Figure 1.

Regulation of T cell IL-2 production by both B7-mediated costimulation and cell division. (a) Pooled BALB/c lymph node and spleen cells were labeled with CFSE, and T cells were stimulated in the presence of endogenous B7-mediated costimulation by the addition of soluble anti-CD3 antibody (1 μg/ml). (b) Alternatively, B7-mediated costimulation was blocked during primary activation by the addition of CTLA4Ig (15 μg/ml). After 4 days, cultures were washed, plated in fresh medium, and rested for an additional 48 hours.
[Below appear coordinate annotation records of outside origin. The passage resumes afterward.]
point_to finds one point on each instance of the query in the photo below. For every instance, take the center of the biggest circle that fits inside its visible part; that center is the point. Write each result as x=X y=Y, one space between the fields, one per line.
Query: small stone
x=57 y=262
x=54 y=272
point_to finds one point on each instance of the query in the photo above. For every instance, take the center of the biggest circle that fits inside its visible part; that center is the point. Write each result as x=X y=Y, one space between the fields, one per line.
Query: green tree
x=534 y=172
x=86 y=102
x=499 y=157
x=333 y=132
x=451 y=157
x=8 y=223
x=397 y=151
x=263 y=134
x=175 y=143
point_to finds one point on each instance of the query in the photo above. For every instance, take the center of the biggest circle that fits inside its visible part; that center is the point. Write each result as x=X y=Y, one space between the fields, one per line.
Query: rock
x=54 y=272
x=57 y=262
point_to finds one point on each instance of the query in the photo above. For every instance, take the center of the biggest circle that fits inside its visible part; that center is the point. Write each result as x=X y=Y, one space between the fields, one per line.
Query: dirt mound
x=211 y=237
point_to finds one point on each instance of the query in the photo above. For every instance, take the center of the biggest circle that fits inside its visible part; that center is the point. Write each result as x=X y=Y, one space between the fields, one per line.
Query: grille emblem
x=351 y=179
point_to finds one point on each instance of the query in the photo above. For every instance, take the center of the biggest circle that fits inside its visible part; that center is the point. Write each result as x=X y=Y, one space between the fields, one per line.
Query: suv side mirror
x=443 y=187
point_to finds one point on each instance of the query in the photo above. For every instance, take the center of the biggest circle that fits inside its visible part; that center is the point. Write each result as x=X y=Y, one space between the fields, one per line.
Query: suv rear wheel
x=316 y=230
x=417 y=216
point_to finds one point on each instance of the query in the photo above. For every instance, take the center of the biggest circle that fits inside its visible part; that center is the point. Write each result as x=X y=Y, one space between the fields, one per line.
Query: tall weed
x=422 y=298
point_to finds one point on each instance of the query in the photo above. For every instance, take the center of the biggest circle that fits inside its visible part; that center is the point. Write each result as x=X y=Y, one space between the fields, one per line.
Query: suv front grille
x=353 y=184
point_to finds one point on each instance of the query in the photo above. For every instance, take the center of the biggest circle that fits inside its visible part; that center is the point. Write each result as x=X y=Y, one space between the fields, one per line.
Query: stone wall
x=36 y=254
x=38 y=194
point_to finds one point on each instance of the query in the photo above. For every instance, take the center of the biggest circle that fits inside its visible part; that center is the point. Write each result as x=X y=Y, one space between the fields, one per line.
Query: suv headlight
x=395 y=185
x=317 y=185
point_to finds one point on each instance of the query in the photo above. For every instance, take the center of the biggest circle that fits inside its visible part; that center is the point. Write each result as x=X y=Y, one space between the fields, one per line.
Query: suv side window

T cells were then restimulated for 5 hours by the addition of polystyrene beads (5 μm) coated with anti-CD3 (5 μg/ml) and anti-CD28 (5 μg/ml) antibodies, and the frequency of CD4⁺ cells producing IL-2 was assessed by flow cytometry. Plots show IL-2 production as a function of cell division (CFSE fluorescence) in the CD4⁺ T cell subset. Vertical lines delineate the divided from the undivided cells, and horizontal lines denote the maximal fluorescence of cells stained with isotype control antibody. Values in each corner represent the proportion of the CD4⁺ events that fall in each quadrant. Cells cultured in medium with no stimulus and stained with specific antibody were less than 0.1% positive for IL-2. These data are representative of three independent experiments. The frequency of IL-2 producers among CD3/CD28-primed T cells varied from experiment to experiment (range: ∼10–35%); however, the frequency of IL-2 producers in cultures primed in the presence of CTLA4Ig was consistently reduced two- to fourfold.